Some comment replies require more than just a few brief lines.

Richard Mallett | May 19, 2015 at 4:28 pm |

I see that somebody has been posting replies in italics and within square brackets that do not appear in my email client.

One claims that we can prove that warming has accelerated over time. Since we have had warming and cooling periods as shown below, I would be interested to see how one can prove from such varying data that the warming has accelerated over time. identifies the following warming and cooling periods in GISS since 1880 :-
1880-1912 cooling 32 years
1912-1940 warming 28 years
1940-1970 cooling 30 years
1970-2014 warming 34 years

Response: It appears that you don’t know the definition of “acceleration.” When velocity (generally, the rate of change which in this case means warming rate) itself changes, that’s acceleration. When it decreases one often distinguishes deceleration from acceleration, but mathematically they’re both still acceleration.

Then you want proof — after yourself posting numbers suggesting that yes indeed, the warming rate has changed.

Quite apart from arguing the technical definition of acceleration, the actual point is that you have entirely missed the point. Which is: when velocity has so clearly, provably, and sizeably changed, attempts to extrapolate a linear trend far into the future are a fool’s errand.
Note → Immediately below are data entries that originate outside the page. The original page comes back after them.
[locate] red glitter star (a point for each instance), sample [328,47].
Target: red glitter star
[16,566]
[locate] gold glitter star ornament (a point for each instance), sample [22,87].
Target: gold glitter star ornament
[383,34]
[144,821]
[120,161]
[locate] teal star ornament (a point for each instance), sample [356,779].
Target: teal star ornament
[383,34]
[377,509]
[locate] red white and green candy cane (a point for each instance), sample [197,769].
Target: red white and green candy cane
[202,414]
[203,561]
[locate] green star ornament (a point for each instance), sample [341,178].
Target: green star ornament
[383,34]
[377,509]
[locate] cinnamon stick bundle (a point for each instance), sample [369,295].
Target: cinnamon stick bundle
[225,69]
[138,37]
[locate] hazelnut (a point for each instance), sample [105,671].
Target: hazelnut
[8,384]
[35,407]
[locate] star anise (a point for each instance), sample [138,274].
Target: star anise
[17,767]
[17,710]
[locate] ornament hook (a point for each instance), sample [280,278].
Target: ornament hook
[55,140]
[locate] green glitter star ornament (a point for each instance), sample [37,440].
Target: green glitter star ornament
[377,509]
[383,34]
Put more succinctly, that’s stupid.

But you sure did it. Not just with global temperature but with sea level as well.

It’s something I’ve been trying to get across for a while (read this), especially to the deniers of the danger of sea level rise, who seem the most likely to resort to this idiocy. They also have such blinders on that the only kind of “acceleration” they accept as worth paying attention to is constantly increasing, never reversing, always got to be going faster every minute of every day or — their inevitable conlusion — there’s not a thing to worry about.

The second asks me for statistical evidence that the trend from 1998 to 2014 is different from the trend from 1970 to 1998.

So, since these two comments are related, let’s examine the linear trend from 1970 to 1998 and from 1998 to 2014 on the three main data sets :-

NASA GISS 1970-1998 +1.67 C 1998-2014 +0.83 C per century.
HadCRUT4 1970-1998 +1.73 C 1998-2014 +0.62 C per century.
NOAA NCDC 1970-1998 +1.65 C 1998-2014 +0.56 C per century.

Response: Evidently you don’t know the meaning of the phrase “statistical evidence.”

But you still feel qualified to post what you think constitutes evidence, so soon after having referred to the same post on RealClimate by Rahmstorf which demonstrates the lack of such evidence. But then, I’ve done that myself, not just applying a suite of tests besides change-point analysis, but looking at 8 major data sets.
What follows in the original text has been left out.